A Forgotten Similarity Theorem?

Exploration

Construction: Follow the step by step construction described below:
Step 1: Construct a dynamic △ABC and a dynamic line segment QR.
Step 2: Measure the ratios AB/BC and AC/BC.
Step 3: Mark ratio AB/BC as a ‘Scale Factor’, and mark Q as a ‘Center’, then ‘Dilate’ the point R from Q as centre with the marked ratio AB/BC. With Q as centre draw a circle with radius QR' where R' is the image of the preceding dilation.
Step 4: Mark ratio AC/BC as a ‘Scale Factor’, and mark R as a ‘Center’, then ‘Dilate’ the point Q from R as centre with the marked ratio AC/BC. With R as centre draw a circle with radius Q'R where Q' is the image of the preceding dilation.
Step 5: Construct the intersection of the two circles, and label one of the intersections as P. (We ignore the other intersection, say P', since △P'QR is congruent to △PQR).
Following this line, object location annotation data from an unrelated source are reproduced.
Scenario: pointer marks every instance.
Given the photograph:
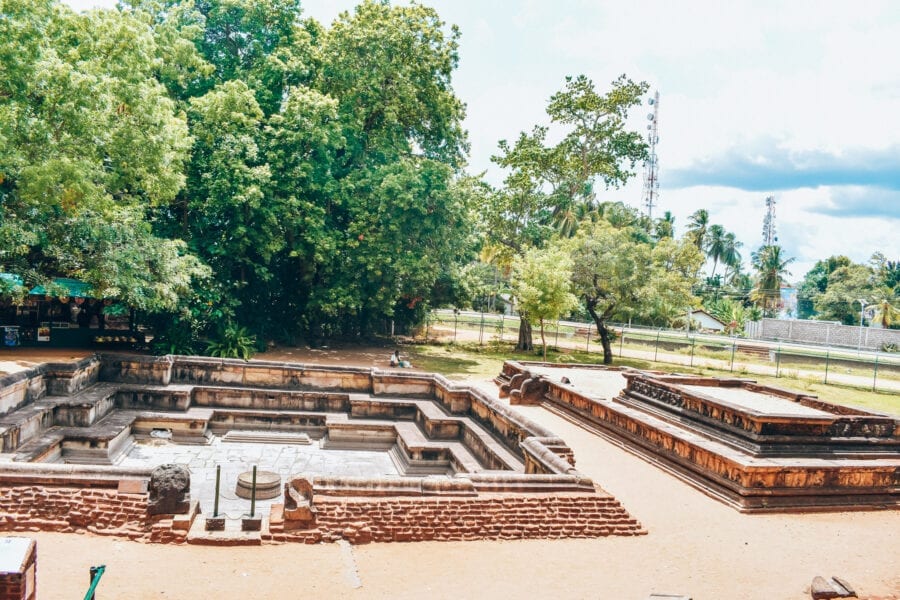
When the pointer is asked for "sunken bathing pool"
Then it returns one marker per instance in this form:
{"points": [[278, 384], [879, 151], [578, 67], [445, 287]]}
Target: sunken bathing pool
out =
{"points": [[129, 445], [755, 447]]}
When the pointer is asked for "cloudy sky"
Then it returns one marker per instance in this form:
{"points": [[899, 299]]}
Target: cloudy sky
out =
{"points": [[793, 99]]}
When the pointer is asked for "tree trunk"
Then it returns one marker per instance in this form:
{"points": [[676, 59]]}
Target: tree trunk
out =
{"points": [[600, 322], [543, 341], [525, 343], [604, 340]]}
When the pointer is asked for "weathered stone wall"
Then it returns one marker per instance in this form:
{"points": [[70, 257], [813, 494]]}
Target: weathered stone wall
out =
{"points": [[18, 389], [822, 332], [69, 378], [486, 517], [199, 370]]}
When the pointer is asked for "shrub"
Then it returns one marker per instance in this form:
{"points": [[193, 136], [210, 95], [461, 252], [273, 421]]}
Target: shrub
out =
{"points": [[232, 342]]}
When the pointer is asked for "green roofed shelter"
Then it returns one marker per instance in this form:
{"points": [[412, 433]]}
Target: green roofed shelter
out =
{"points": [[64, 286], [8, 279]]}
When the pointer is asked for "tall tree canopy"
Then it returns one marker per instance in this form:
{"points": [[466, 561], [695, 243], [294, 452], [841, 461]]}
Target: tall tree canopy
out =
{"points": [[313, 171], [618, 274], [551, 188]]}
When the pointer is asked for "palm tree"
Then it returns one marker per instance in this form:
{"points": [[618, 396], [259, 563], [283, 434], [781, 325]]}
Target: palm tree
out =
{"points": [[697, 226], [731, 255], [715, 246], [771, 269], [885, 314], [665, 226]]}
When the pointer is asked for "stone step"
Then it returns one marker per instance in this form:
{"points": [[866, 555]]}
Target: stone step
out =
{"points": [[267, 437], [231, 536]]}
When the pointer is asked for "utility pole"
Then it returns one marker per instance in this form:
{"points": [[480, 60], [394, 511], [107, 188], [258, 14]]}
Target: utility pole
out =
{"points": [[770, 235], [651, 165]]}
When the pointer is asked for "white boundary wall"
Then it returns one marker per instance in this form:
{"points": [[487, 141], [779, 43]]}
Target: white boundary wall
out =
{"points": [[822, 332]]}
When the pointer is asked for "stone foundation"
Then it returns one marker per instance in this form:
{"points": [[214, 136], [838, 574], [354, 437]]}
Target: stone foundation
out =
{"points": [[800, 454], [502, 475], [486, 517]]}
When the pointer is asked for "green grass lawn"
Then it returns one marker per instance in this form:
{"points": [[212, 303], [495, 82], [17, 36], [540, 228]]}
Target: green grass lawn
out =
{"points": [[472, 361]]}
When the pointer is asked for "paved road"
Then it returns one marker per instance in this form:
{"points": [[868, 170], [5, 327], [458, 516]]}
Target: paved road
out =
{"points": [[834, 374]]}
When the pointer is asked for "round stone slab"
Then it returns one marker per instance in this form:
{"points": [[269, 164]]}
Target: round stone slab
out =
{"points": [[268, 485]]}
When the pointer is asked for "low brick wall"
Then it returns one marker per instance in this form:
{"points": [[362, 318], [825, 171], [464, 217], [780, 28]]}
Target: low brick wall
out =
{"points": [[73, 509], [485, 517]]}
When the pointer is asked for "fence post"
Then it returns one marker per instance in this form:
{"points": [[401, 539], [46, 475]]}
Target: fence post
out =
{"points": [[875, 375], [777, 361], [218, 480]]}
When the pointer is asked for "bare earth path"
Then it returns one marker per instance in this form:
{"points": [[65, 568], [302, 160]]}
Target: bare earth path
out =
{"points": [[696, 546]]}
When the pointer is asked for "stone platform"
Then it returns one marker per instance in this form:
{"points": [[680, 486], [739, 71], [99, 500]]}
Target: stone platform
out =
{"points": [[464, 466], [754, 447]]}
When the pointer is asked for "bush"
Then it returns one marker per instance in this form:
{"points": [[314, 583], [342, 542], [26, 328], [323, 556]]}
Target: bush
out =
{"points": [[178, 338], [232, 342]]}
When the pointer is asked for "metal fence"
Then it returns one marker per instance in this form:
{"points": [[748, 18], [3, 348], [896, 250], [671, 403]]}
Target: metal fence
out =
{"points": [[877, 371]]}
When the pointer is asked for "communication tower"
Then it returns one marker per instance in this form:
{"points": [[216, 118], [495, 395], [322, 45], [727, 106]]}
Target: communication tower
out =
{"points": [[651, 165], [770, 235]]}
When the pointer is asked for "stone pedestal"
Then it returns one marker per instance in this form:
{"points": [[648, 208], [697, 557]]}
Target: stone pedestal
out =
{"points": [[268, 485]]}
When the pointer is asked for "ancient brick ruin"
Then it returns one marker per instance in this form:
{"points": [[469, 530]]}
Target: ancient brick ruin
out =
{"points": [[470, 468], [754, 447]]}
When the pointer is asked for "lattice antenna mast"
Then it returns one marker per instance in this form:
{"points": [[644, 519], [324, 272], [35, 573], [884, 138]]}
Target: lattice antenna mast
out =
{"points": [[651, 165], [770, 235]]}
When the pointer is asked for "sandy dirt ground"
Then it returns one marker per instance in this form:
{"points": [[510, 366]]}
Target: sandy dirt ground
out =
{"points": [[696, 546]]}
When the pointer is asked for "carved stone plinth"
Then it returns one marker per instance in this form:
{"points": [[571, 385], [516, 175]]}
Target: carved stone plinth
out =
{"points": [[268, 485]]}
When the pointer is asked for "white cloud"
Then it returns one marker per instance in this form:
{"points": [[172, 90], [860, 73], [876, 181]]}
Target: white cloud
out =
{"points": [[814, 77]]}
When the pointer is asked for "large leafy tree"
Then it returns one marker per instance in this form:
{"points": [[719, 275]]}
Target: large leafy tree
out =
{"points": [[89, 143], [324, 185], [847, 285], [541, 282], [548, 184], [618, 274], [815, 282]]}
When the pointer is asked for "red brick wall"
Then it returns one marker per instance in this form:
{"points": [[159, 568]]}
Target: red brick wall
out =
{"points": [[486, 517], [21, 585], [71, 509], [12, 587]]}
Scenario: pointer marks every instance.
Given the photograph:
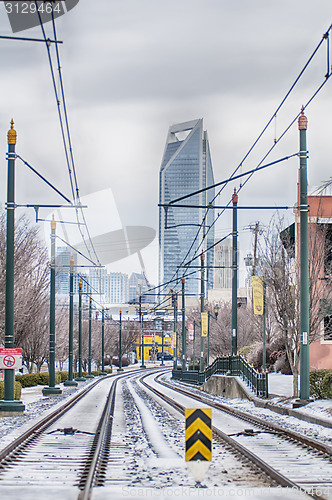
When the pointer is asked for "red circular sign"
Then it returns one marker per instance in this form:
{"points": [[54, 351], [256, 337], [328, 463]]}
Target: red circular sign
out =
{"points": [[9, 361]]}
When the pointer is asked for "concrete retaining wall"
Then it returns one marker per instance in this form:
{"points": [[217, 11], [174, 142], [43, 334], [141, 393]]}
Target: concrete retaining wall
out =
{"points": [[226, 386]]}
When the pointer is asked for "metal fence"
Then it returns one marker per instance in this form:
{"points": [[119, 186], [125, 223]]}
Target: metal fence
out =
{"points": [[228, 365]]}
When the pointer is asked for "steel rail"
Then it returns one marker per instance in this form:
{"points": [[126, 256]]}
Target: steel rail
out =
{"points": [[18, 444], [309, 442], [95, 460], [244, 452], [33, 432]]}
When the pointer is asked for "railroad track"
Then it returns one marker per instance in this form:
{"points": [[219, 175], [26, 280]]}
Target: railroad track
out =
{"points": [[54, 453], [290, 459]]}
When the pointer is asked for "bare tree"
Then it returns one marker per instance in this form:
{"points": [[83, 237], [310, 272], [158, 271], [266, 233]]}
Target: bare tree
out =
{"points": [[31, 290], [282, 276]]}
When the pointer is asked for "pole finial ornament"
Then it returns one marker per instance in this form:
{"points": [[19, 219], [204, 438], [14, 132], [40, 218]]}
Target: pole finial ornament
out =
{"points": [[53, 223], [234, 196], [12, 133], [302, 121]]}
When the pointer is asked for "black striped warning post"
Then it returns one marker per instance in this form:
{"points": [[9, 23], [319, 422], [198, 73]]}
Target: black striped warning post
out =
{"points": [[198, 434]]}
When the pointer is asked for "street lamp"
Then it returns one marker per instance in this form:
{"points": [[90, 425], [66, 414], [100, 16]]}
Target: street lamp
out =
{"points": [[80, 377], [89, 355], [215, 317], [103, 342], [162, 342], [120, 369]]}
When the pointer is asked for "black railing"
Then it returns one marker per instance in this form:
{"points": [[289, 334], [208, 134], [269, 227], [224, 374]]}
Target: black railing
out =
{"points": [[228, 365]]}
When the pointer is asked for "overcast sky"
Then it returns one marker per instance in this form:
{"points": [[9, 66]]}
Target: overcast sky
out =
{"points": [[131, 68]]}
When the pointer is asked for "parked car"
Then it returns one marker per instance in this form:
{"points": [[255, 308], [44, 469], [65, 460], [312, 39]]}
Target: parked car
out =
{"points": [[167, 356]]}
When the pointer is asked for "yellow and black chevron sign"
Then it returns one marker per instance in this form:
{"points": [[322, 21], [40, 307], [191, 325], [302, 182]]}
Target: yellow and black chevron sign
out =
{"points": [[198, 434]]}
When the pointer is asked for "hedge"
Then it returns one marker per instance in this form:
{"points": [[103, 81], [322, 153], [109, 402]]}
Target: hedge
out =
{"points": [[17, 390], [321, 384]]}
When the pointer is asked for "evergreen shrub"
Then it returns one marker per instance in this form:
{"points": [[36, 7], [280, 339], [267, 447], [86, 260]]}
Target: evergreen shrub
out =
{"points": [[321, 384], [17, 390]]}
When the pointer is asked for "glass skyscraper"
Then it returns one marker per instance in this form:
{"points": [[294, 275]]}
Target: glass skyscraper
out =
{"points": [[186, 167]]}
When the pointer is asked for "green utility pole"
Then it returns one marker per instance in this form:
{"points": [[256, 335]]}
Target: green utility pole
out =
{"points": [[51, 389], [162, 342], [89, 355], [183, 327], [120, 369], [304, 260], [142, 329], [234, 280], [194, 364], [208, 358], [201, 359], [70, 381], [175, 323], [8, 406], [103, 342], [80, 377]]}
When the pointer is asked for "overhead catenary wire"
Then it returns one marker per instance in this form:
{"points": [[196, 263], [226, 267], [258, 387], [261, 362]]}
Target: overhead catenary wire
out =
{"points": [[276, 141], [69, 161]]}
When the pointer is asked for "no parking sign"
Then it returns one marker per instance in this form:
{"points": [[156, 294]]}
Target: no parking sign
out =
{"points": [[10, 358]]}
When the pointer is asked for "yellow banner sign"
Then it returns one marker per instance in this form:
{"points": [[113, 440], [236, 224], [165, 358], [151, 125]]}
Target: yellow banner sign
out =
{"points": [[174, 340], [257, 294], [204, 324]]}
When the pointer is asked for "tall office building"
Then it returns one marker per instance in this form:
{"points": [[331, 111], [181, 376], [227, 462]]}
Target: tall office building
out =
{"points": [[186, 167], [119, 288], [223, 260], [62, 262]]}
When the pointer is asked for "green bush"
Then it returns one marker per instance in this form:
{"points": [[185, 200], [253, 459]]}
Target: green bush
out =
{"points": [[244, 351], [17, 390], [32, 379], [43, 378], [321, 384], [28, 380], [63, 376]]}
Explore: In the interactive sketch below, Steps 1-2 have already been done. Click on the 'Show Steps 3-5' buttons to display the next steps.
1) What do you notice about triangles ABC and PQR? Check your observation by dragging any of the red points.
2) Can you formulate your findings as a theorem?

Forgotten Similarity Theorem

A Forgotten Similarity Theorem
If for two triangles ABC and PQR any two pairs of ratios hold from the following three pairs of corresponding ratios, AB/BC = PQ/QR, BC/AC = QR/PR and AB/AC = PQ/PR, then △ABC is similar to △PQR.

Challenge
Can you logically explain why (prove that) the above theorem is true?

Note
Note that the theorem above is equivalent to the SSS-similarity theorem - it implies the SSS-similarity theorem and is implied by it. Perhaps that is the reason why it is not mentioned in geometry texts?

Reference
A paper A Forgotten Theorem for Triangle Similarity? with a proof of the above result has been published in the Learning & Teaching Mathematics (LTM) journal, Dec 2022, no. 33, published by the Association for Mathematics Education of South Africa.